Nationalisten wollen sofort über Exekution des PKK-Chefs abstimmen lassen / Ecevit warnt vor negativen Folgen

Von Wolfgang Koydl

Istanbul - Das Schicksal des zum Tode verurteilten kurdischen Parteiführers Abdullah Öcalan hat zu schwierigen Koalitionsverhandlungen in der Türkei geführt. In einer ungewöhnlich langen Sitzung konnten sich die Spitzenpolitiker des türkischen Regierungsbündnisses unter Leitung von Premierminister Bülent Ecevit am Mittwoch zunächst nicht über das weitere Vorgehen einigen. Ecevits nationalistischer Koalitionspartner, die Partei der nationalistischen Bewegung (MHP), besteht darauf, umgehend im Parlament abstimmen zu lassen, ob der Chef der Arbeiterpartei Kurdistans (PKK) hingerichtet werden soll. Ecevit möchte einen Spruch des Europäischen Gerichtshofs für Menschenrechte abwarten.
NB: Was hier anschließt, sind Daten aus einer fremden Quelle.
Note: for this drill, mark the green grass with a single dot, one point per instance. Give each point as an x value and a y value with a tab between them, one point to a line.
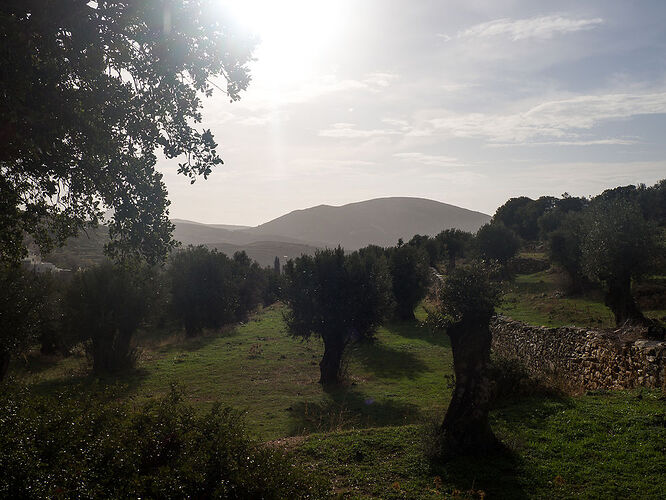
595	446
258	368
369	436
538	299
Wenn der Fall Öcalan, der in der Türkei juristisch ausgeschöpft ist, vor das Parlament kommt, ist mit einer breiten Zustimmung für eine Exekution zu rechnen. Deshalb setzt Ecevit auf eine Hinhaltetaktik. Öcalans Anwälte hatten sich an das europäische Gericht gewandt, weil ihr Mandant von einem Sondergericht verurteilt worden war. Der Menschenrechtsgerichtshof in Straßburg hatte zunächst verfügt, die Vollstreckung der Todesstrafe aufzuschieben. Mit einem Urteil wird in einem Jahr gerechnet.
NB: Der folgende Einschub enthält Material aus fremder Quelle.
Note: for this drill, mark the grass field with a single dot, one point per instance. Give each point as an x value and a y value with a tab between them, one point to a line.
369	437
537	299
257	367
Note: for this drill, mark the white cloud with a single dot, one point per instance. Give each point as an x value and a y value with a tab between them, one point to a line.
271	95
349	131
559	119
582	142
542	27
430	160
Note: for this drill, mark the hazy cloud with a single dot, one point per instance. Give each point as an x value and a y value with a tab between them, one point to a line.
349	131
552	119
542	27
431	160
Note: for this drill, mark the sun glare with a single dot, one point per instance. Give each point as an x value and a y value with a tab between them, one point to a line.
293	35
Vor Beginn der Koalitionssitzung hatten sich Angehörige von gefallenen Soldaten versammelt. Die so genannten Sehit-(Märtyrer) Mütter und -Väter verlangen seit langem den Tod des Kurdenführers. Die nationalistische MHP sieht sich als Sachwalterin der Märtyrer-Familien.

Der Streit über Öcalans Schicksal belastet seit dem Jahreswechsel das Klima in der Koalition. Ecevit, der aus persönlichen Gründen grundsätzlich gegen die Todesstrafe ist, hat mehrmals auf mögliche negative Folgen hingewiesen, falls das Parlament die Hinrichtung beschließt. Auch Staatspräsident Süleyman Demirel hat sich dafür ausgesprochen, den Spruch des Europäischen Gerichtshofs für Menschenrechte abzuwarten. Führende europäische Politiker haben bereits darauf hingewiesen, dass sich das erst seit kurzem verbesserte Verhältnis der Türkei zur EU drastisch verschlechtern würde, falls Öcalan exekutiert wird. Sogar der erst auf dem letzten EU-Gipfeltreffen in Helsinki im Dezember verliehene Kandidatenstatus der Türkei könnte in diesem Fall aufs Spiel gesetzt werden. Darüber hinaus erwarten Sicherheitskräfte, dass die schwer dezimierte und demoralisierte PKK nach dem Tod ihres Führers erneut Zulauf bekommen wird. Die PKK selbst hat mit einer beispiellosen Terrorwelle gedroht. Seit einiger Zeit mehren sich die Anzeichen für eine Spaltung der Organisation. Einige kurdische Kämpfer wollen sich den Friedensaufrufen Öcalans nicht anschließen. Anfang der Woche schoss eine PKK-Splittergruppe einen Hubschrauber ab. Dabei kamen zwei Offiziere und drei Soldaten ums Leben.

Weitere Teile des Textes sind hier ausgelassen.